Prime Minister Jüri Ratas told ERR that the decision on whether or not to allow Mart Järvik to continue serving as Minister of Rural Affairs will be announced at the beginning of next week.
"This report has a total of 20 pages. In the next few days, I would like to work on it and consult with the leaders of the other government parties," Ratas said.
He said that all government partners take the report of the Secretary of State Commission seriously.
When asked if there would be news of Järvik's resignation or non-resignation soon, Ratas replied: "As soon as possible, but it could happen early next week."
Speaking at a government press conference on earlier on Thursday, Ratas (Centre) said that he had read the initial version of the report investigating Minister of Rural Affairs Mart Järvik (EKRE), but would like to read the final version of the report, which will be released later on Thursday.
Ratas could not say when he would make a decision based on the contents of the report, which is roughly 20 pages long and known as the Peterkop Report.
"This initial version has been presented to me this morning by the secretary of state," the prime minister said.
"I will read it through and then those decisions have to be made. After that, I will have consultations within the government and the coalition, and then those decisions have to be made," Ratas added.
"I have no reason to doubt that this is a balanced, document-based report," Minister of the Interior Mart Helme (EKRE) said. "If it is released today, it will also be made available to me, to our party members, and also to the minister of rural affairs."
Helme added that he did not wish to meet Secretary of State Taimar Peterkop, who is running the inquiry, before the report was published because it might be misunderstood. "I don't know what's out there. I'll read it when it's released," he said.
Asked at a press conference whether EKRE is ready for plan B, should the report suggest that Järvik should resign, the interior minister quoted Vladimir Lenin, saying, "'Whoever works without a plan works poorly.' Of course, we have many options. /.../ According to our records, we do not see it as big a problem as our impartial and propaganda-free media have presented here. So let's wait."
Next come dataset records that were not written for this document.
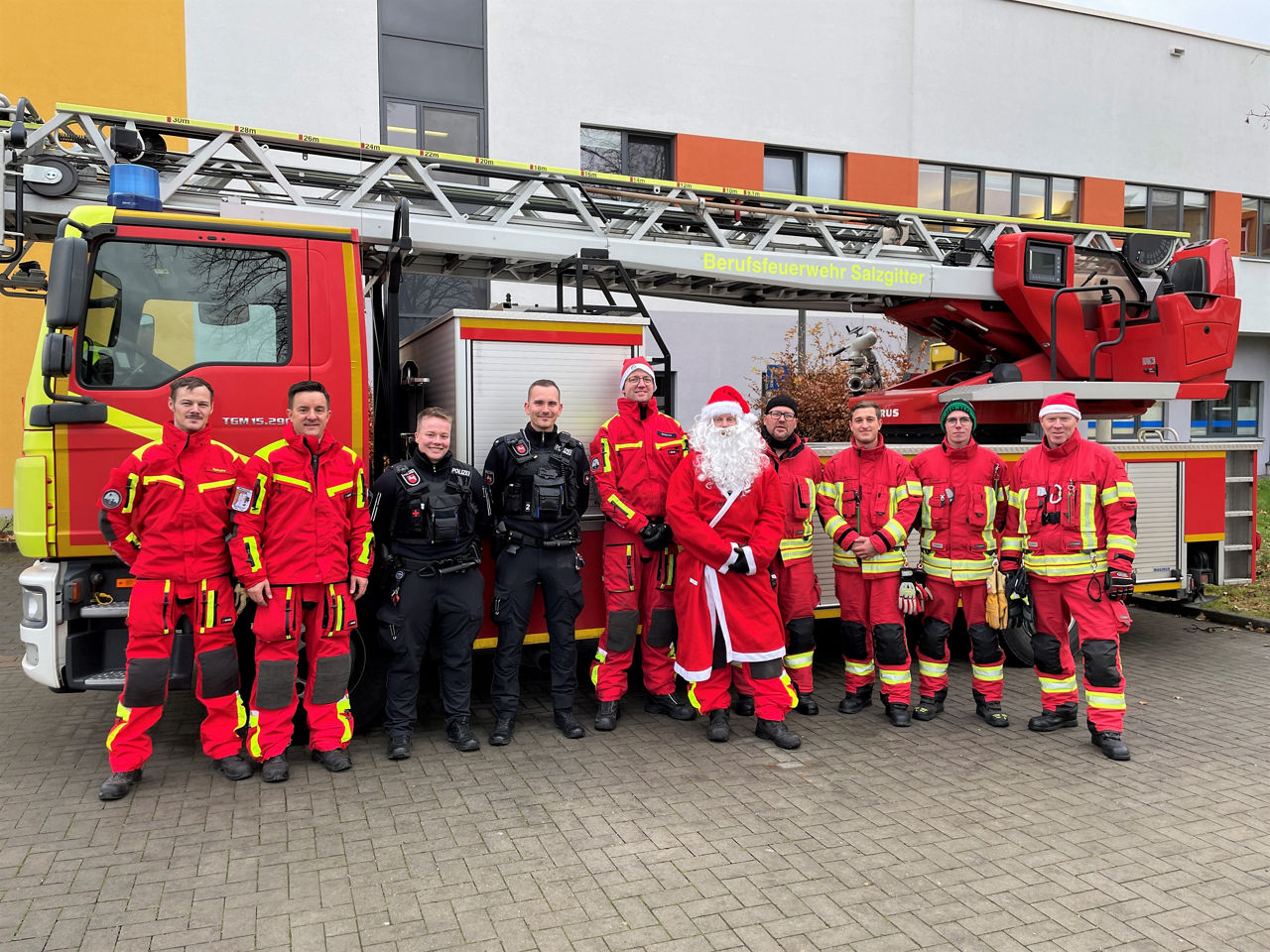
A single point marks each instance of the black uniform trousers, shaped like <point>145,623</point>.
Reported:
<point>515,579</point>
<point>443,612</point>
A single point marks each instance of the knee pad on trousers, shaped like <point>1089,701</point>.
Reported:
<point>802,635</point>
<point>662,627</point>
<point>145,683</point>
<point>984,644</point>
<point>1046,653</point>
<point>1100,662</point>
<point>889,645</point>
<point>621,631</point>
<point>853,640</point>
<point>220,671</point>
<point>275,684</point>
<point>330,678</point>
<point>935,638</point>
<point>771,667</point>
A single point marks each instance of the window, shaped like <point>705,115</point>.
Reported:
<point>159,309</point>
<point>644,155</point>
<point>1166,209</point>
<point>799,173</point>
<point>1237,414</point>
<point>994,191</point>
<point>1255,227</point>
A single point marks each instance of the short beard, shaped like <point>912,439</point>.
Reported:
<point>731,457</point>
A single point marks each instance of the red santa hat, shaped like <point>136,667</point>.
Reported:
<point>634,363</point>
<point>1060,404</point>
<point>725,400</point>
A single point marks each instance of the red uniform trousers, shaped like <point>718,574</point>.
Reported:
<point>1100,621</point>
<point>322,615</point>
<point>154,610</point>
<point>639,597</point>
<point>871,622</point>
<point>798,593</point>
<point>987,658</point>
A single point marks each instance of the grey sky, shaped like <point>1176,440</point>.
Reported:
<point>1242,19</point>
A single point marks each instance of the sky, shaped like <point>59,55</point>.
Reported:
<point>1242,19</point>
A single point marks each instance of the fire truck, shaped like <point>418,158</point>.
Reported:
<point>246,255</point>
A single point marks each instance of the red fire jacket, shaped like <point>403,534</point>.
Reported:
<point>962,509</point>
<point>1071,512</point>
<point>799,470</point>
<point>302,517</point>
<point>631,461</point>
<point>166,511</point>
<point>869,493</point>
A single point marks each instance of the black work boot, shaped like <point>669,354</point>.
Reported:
<point>118,784</point>
<point>568,724</point>
<point>719,731</point>
<point>502,734</point>
<point>460,734</point>
<point>399,747</point>
<point>234,767</point>
<point>778,733</point>
<point>856,702</point>
<point>607,715</point>
<point>671,706</point>
<point>1047,721</point>
<point>929,707</point>
<point>1111,743</point>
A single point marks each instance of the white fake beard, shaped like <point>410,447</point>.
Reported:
<point>730,457</point>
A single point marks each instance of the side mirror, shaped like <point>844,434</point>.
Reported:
<point>67,284</point>
<point>58,357</point>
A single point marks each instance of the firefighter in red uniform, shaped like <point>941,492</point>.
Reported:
<point>798,590</point>
<point>867,500</point>
<point>303,547</point>
<point>1071,529</point>
<point>166,512</point>
<point>631,460</point>
<point>962,509</point>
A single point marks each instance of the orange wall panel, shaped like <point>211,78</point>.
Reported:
<point>881,179</point>
<point>706,160</point>
<point>1102,200</point>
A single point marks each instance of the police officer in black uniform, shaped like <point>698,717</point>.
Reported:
<point>431,512</point>
<point>540,486</point>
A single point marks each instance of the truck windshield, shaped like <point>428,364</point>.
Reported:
<point>158,309</point>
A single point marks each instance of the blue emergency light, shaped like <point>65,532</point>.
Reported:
<point>134,186</point>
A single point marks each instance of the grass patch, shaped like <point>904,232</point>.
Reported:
<point>1255,598</point>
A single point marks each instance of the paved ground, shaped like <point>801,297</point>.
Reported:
<point>948,835</point>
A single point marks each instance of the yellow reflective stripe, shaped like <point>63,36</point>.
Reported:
<point>294,481</point>
<point>1105,699</point>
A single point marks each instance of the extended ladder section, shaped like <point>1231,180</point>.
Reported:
<point>484,218</point>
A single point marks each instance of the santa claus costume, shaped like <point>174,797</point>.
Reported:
<point>725,508</point>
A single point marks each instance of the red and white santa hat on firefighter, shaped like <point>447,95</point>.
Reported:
<point>1060,404</point>
<point>725,400</point>
<point>635,363</point>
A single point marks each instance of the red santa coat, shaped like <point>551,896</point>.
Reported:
<point>706,594</point>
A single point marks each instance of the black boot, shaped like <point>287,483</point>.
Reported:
<point>460,734</point>
<point>719,730</point>
<point>856,702</point>
<point>778,733</point>
<point>1111,743</point>
<point>1047,721</point>
<point>607,715</point>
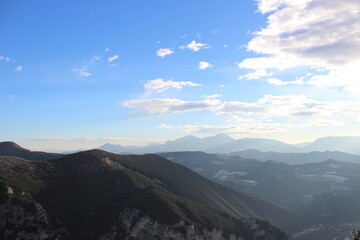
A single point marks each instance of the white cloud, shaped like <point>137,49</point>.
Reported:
<point>195,46</point>
<point>163,125</point>
<point>162,52</point>
<point>204,65</point>
<point>211,96</point>
<point>259,73</point>
<point>113,58</point>
<point>3,58</point>
<point>160,85</point>
<point>258,128</point>
<point>83,70</point>
<point>235,119</point>
<point>279,82</point>
<point>311,33</point>
<point>18,68</point>
<point>166,105</point>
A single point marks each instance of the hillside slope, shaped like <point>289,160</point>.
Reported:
<point>98,195</point>
<point>12,149</point>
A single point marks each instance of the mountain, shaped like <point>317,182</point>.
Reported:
<point>100,195</point>
<point>12,149</point>
<point>220,143</point>
<point>298,158</point>
<point>115,148</point>
<point>342,144</point>
<point>325,193</point>
<point>255,143</point>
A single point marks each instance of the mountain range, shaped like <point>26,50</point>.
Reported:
<point>223,143</point>
<point>99,195</point>
<point>325,193</point>
<point>298,158</point>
However, if the report were to identify problems in Järvik's work, Helme said it would be necessary to discuss the matter with coalition partners. "I think in that case, the coalition partners will meet and discuss the content and conclusions of the report together," Helme said.
Last week, Peterkop convened a ten-day commission as requested by Ratas to deliver conclusions on issues raised by the Ministry of Rural Affairs.
A scandal engulfed Järvik after a potential conflict of interest was revealed several weeks ago which saw his former adviser, Urmas Arumäe, representing defendants in an EU subsidy fraud case against the Agricultural Registers and Information Board (PRIA), a body which falls under the rural affairs ministry's remit.
Arumäe has stepped down, but opposition parties are maintaining pressure for Järvik, already embroiled in a controversy surrounding Listeria bacteria traced to a fish-packing plant, to resign.
Ratas tasked the committee to investigate the powers both granted and refused to PRIA, and the alleged conflict of interest with Arumäe. The Listeria controversy is also being investigated, where Järvik made contradictory statements and came into conflict with the Veterinary and Food Board (VTA).
Last week, Järvik survived a vote of no-confidence brought against him by the opposition Reform Party.